De eerste is misschien vooral uit beleidsfilosofie voort, maar toch. Het cultuurbeleid kent vaak een te strikt onderscheid tussen de wereld van het gesubsidieerde en de commerciële cultuur. Er is immers altijd de angst dat subsidie verdwijnt als winst voor een ondernemer. Ik vind het de moeite waard te blijven onderzoeken hoe je de kanalen kunt bevorderen waarlangs cultuur van zo hoog mogelijke kwaliteit bij zoveel mogelijk mensen komt.
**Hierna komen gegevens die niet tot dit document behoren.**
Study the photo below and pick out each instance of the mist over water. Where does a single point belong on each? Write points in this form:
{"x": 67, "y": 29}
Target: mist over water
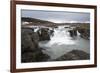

Daarbij moet iedereen die in de keten werkt binnen de redelijke marges voor zijn werk worden beloond; over- noch ondergewaardeerd. Dat iets commercieel, althans niet structureel gesubsidieerd is hoeft niet op voorhand en per definitie overheidsbijdragen uit te sluiten, zeker als die heel direct de makers en de cultuurconsument ten goede komen.
Een tweede motief voor het bevorderen van de kunstuitleen zit in de (klassieke) idealen van kunstbeleid: van het “verheffen van het volk” in de sociaaldemocratische traditie tot “inclusiviteit” als het meest actuele beleidstrefwoord. Ook educatie, leren omgaan met beeldende kunst, speelt hier een rol. Leren kijken. Leren wat de tijd doet als je langer met een kunstwerk omgaat. Begrip krijgen voor techniek, motief, perspectief, gedachten van de kunstenaar. Ook het proces van kijken, (af)keuren, kiezen is super leerzaam: je leert veel over kunst en minstens zoveel over jezelf.
Schoonheid en inkomen
En derde motief is simpelweg: het verfraaien van onze omgeving. Zoveel ziekenhuiskamers, wachtruimtes, schoollokalen, overheidsgebouwen tonen kraak noch smaak. Positiever geformuleerd: hoeveel fijner is het om ergens te wachten waar het oog wordt gestreeld of tenminste geraakt. De Nederlandse Spoorwegen hebben hier in hun treinen lang een voortrekkersrol vervuld, oorspronkelijk samen met Openbaar Kunstbezit en later ook nog samen met de Federatie Kunstuitleen.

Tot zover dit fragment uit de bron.